Арестованных провели по темному коридору, примыкавшему к судебному залу; они могли услышать рев ожидавшей их толпы.

— Подлый народ! — пробормотал Этторе Карафа. — Стоит ли жертвовать собою ради него…

— Мы жертвуем не только ради него, — возразил Чирилло, — но ради всего человечества. Кровь мучеников сильнее всего подтачивает троны!

Открыли дверь, ведущую к помосту, приготовленному для обвиняемых. Жаркая духота, потоки света, буря криков обрушились на них.

Этторе Карафа, который шел первым, невольно остановился, будто у него перехватило дыхание.

— Входи, как в Андрию, — сказал ему Чирилло.

И отважный полководец первым ступил на помост.

Каждого из его товарищей, как и его самого, встречали крики и вопли.

При виде женщин они удвоились.

Сальвато, заметив, что Луиза склонилась, как тростинка, обнял ее за талию и поддерживал на ходу.

Потом он обвел взглядом весь зал.

В первом ряду, среди зрителей, опершись на перегородку, отделявшую публику от судей, сидел монах-бенедиктинец.

Когда взгляд Сальвато остановился на нем, он откинул капюшон.

— Мой отец! — шепнул молодой человек на ухо Луизе.

И Луиза выпрямилась, озаренная лучом надежды, как прекрасная лилия, встрепенувшаяся под лучами солнца.

Глаза остальных обвиняемых, которым нечего было искать в зале, обратились на трибунал.

Он состоял из семи судей, включая председателя, сидевших полукругом, возможно в подражание афинскому ареопагу.

Выделенные для данного случая защитник и прокурор — последняя издевка в этой пародии на правосудие — поместились спиной к помосту, где находились обвиняемые, с которыми они до нынешнего вечера ни разу не виделись.

Не хватало лишь одного советника — дона Винченцо Спецьяле, королевского судьи.

Всем хорошо было известно, что он выступает от имени его сицилийского величества и, хотя по закону числится простым советником, на самом деле является подлинным председателем трибунала.

Был, правда, и еще один человек, соперничавший в своем рвении со Спецьяле, — тот самый, кто снизил наградные палачу, фискальный прокурор Гвидобальди.

Обвиняемые сели на свои места.

Хотя окна зала, помещавшегося на третьем этаже, были отворены, многочисленные зрители и многочисленные светильники создавали такую духоту, что почти невозможно было дышать.

— Клянусь Христом! Не иначе как мы попали в преддверие ада, — сказал Этторе Карафа. — Здесь задыхаешься!

Гвидобальди живо обернулся к нему.

— Ты совсем по-другому задохнешься, когда веревка стянет тебе шею!

— Ну, сударь, — возразил Карафа, — сразу видно, что вы не имеете чести быть со мною знакомым.
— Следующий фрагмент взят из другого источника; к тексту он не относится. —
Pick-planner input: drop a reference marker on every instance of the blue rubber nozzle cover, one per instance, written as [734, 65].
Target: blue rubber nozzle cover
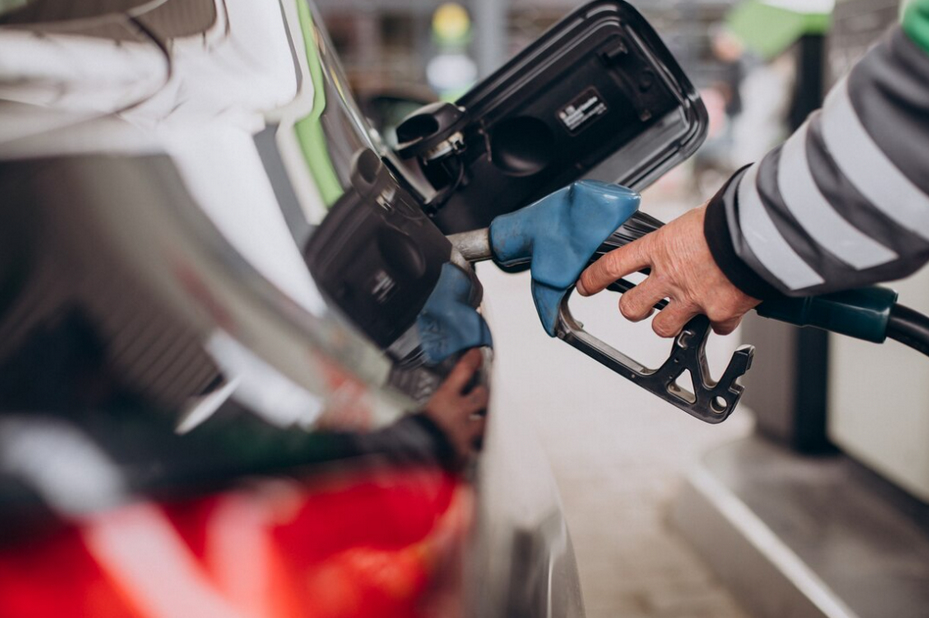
[448, 322]
[558, 235]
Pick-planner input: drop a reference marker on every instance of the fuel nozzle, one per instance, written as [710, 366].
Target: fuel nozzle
[565, 231]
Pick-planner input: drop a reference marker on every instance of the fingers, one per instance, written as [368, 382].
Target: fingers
[639, 302]
[726, 326]
[671, 319]
[612, 266]
[464, 371]
[476, 401]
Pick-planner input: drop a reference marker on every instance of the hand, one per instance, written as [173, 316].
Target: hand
[682, 270]
[458, 414]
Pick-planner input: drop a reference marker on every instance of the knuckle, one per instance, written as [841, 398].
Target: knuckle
[665, 328]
Человека с таким именем, как мое, не вешают, ему перерубают шею, и он от этого не только не задыхается, а даже дышит слишком свободно.
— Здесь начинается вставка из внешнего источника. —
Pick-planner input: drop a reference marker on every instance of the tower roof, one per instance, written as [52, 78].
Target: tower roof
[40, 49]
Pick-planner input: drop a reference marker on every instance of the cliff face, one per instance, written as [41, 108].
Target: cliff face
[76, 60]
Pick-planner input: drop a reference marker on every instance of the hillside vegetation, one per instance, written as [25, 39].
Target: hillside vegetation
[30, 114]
В этот миг по залу пробежало какое-то движение, похожее на трепет ужаса: отворилась дверь совещательной комнаты и оттуда вышел Спецьяле.

То был человек лет пятидесяти пяти — шестидесяти с резкими чертами лица; прямые волосы спускались на его виски, маленькие черные глазки, живые и злобные, пристально глядели на толпу, и всякий, на ком они останавливались, испуганно съеживался; крючковатый нос свисал на тонкие губы и почти сходился с выступающим подбородком.
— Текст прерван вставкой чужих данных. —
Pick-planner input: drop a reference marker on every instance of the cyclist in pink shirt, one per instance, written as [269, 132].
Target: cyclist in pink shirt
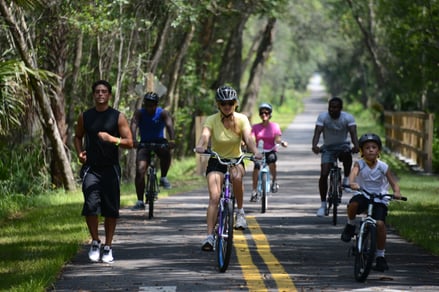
[270, 133]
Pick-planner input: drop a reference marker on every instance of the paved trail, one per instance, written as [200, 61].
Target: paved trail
[303, 253]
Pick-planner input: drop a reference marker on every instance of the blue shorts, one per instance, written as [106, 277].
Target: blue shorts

Голову он держал высоко, несмотря на заметный горб, приподымавший сзади его черную судейскую мантию. Он был бы смешон, не будь он так страшен.

— Я всегда замечал, — проговорил вполголоса Чирилло, обращаясь к Этторе Карафе, но достаточно громко, чтобы быть услышанным в зале, — что люди некрасивые злы, а уродливые и того хуже. И вот, — продолжал он, указывая пальцем на Спецьяле, — еще одно подтверждение тому.

Спецьяле услышал эти слова, повернул голову, словно на оси, и стал искать взглядом того, кто их произнес.

— Повернитесь больше, господин судья, — сказал Микеле. — Ваш горб мешает вам видеть.